Working with compressed files in command line

2015-5-17

Since data stored in plain text format like CSV often occupies huge amount space, the data is often is compressed for transmission and storage.

Because there are often many parameters associated with these commands, I find myself searching the same topic over and over again. Hopefully, this page would be useful for you too.

Compress and Decompress a single file (gzip)

# Compress the file 
gzip testfile.csv
# Gives a testfile.csv.gz

# View the content directly without decompressing
less archive.tar.gz

# Decompress a file 
gzip -d testfile.csv.gz

Less can look within the content of a gzipped file, making it very useful for exploring huge file. {: .notice}

Handling “Big” text file with pipes

Very often, I obtain a database dump with size in terms of multiple gigabytes. Reading the entire file into memroy is not feasible and dumping the data into a database takes some time.

Decompressing to standard output allows us to pipe the output to another command for further processing. For example, the following command counts the number of lines in the compressed file.

gzip -dc testfile.csv.gz | wc -l

Create a sample data of the first 10000 lines of the data.

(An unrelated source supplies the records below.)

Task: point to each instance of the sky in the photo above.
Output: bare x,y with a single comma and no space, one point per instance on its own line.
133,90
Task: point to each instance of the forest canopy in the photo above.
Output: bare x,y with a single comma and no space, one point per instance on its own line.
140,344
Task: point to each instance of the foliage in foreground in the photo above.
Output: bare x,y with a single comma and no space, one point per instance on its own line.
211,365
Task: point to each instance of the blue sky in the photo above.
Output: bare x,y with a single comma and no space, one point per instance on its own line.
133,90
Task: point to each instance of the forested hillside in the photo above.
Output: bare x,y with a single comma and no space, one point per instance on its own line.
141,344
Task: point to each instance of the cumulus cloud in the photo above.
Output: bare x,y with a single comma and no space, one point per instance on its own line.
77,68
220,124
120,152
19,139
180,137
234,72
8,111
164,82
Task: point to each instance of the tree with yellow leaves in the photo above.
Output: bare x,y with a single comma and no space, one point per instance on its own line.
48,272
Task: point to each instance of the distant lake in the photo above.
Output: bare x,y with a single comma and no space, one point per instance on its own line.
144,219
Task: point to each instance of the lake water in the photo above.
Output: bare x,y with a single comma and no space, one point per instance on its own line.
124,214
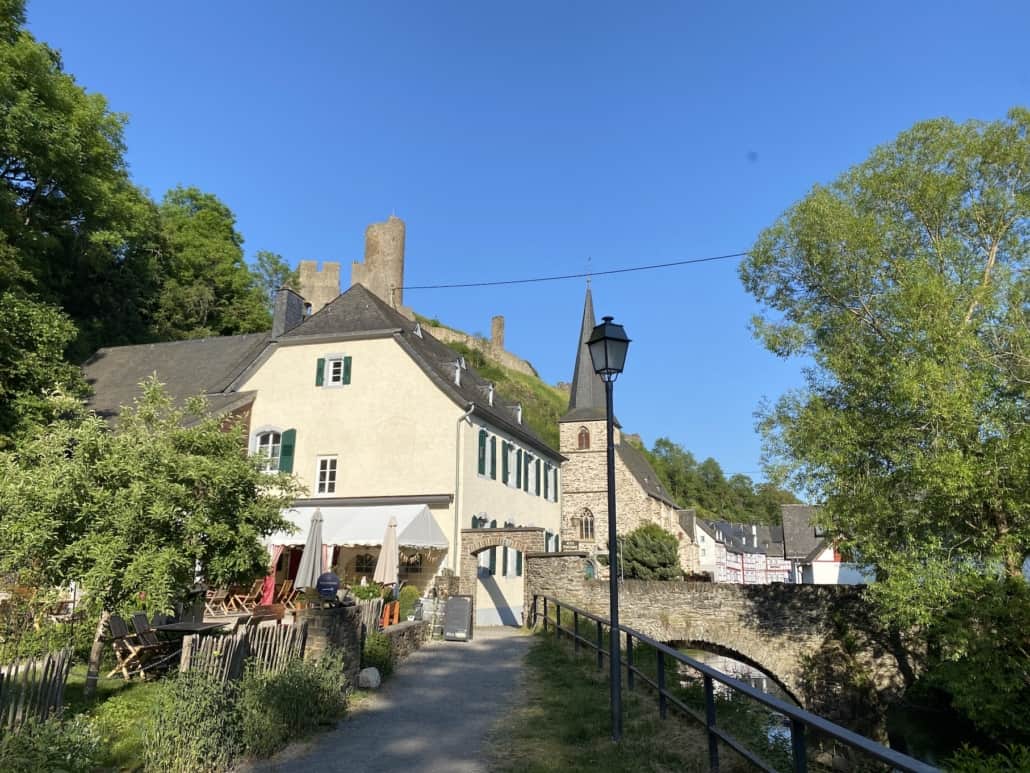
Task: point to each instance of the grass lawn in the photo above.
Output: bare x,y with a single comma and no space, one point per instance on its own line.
562,721
117,710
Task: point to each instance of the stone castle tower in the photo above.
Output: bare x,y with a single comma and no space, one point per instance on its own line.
382,271
641,498
318,287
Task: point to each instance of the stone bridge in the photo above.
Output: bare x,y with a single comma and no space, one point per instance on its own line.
818,642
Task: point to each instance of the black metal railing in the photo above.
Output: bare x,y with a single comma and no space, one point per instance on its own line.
801,723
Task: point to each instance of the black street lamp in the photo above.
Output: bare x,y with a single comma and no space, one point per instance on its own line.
608,346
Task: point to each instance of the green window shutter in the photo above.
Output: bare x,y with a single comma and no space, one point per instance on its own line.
286,449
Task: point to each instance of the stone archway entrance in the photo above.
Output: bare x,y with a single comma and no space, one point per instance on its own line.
499,595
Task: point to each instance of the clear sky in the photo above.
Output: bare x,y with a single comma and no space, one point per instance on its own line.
524,139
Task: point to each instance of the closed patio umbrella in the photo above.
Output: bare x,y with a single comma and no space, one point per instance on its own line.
310,568
386,566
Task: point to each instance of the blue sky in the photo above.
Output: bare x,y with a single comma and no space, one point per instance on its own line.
526,139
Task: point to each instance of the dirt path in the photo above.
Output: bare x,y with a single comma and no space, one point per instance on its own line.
432,715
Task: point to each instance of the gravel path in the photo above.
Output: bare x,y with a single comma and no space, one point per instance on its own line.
433,714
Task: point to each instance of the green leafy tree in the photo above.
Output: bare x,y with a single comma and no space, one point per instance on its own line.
134,513
705,488
73,228
33,337
272,272
651,552
904,283
208,289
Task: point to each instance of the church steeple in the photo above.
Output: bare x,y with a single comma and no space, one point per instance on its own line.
587,400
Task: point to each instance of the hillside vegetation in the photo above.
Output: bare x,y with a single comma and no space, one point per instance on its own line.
542,404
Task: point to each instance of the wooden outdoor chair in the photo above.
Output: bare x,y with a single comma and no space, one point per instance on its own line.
247,602
134,657
286,595
218,602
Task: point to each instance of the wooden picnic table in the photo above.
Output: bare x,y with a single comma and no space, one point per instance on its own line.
190,628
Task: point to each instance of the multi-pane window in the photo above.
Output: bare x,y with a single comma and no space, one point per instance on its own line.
327,474
586,525
584,438
335,370
269,447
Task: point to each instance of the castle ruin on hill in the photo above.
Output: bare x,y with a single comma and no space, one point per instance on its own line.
382,273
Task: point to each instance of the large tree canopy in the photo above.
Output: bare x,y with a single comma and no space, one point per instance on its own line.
209,290
904,282
73,228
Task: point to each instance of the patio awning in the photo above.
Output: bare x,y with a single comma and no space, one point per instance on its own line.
365,526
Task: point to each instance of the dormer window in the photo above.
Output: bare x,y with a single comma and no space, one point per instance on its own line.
584,438
269,447
333,371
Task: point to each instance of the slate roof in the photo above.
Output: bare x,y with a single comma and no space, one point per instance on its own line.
203,366
358,310
638,464
800,542
586,401
753,538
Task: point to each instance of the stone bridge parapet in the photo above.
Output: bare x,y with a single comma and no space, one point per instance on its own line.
819,642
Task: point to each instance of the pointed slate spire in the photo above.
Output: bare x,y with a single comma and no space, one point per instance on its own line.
587,400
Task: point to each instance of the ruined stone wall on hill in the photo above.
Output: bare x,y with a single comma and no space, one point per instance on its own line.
491,349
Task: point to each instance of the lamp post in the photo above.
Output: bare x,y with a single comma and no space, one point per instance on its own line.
608,346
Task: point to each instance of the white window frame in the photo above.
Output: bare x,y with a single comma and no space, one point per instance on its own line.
332,473
332,360
255,447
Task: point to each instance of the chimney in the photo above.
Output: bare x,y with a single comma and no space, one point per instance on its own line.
498,331
288,311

gzip -dc testfile.csv.gz | head -n10000 > output.csv

zcat can also print the content to standard output. {: .notice}

Compress and Decompress an archive

To uncompress a zip file,

# extract
tar -zxvf archive.tar.gz
# list the files
tar -ztvf archive.tar.gz
# This will also list the file.
less archive.tar.gz

To compress a directory or a list of files,

# zip the files
tar -zcvf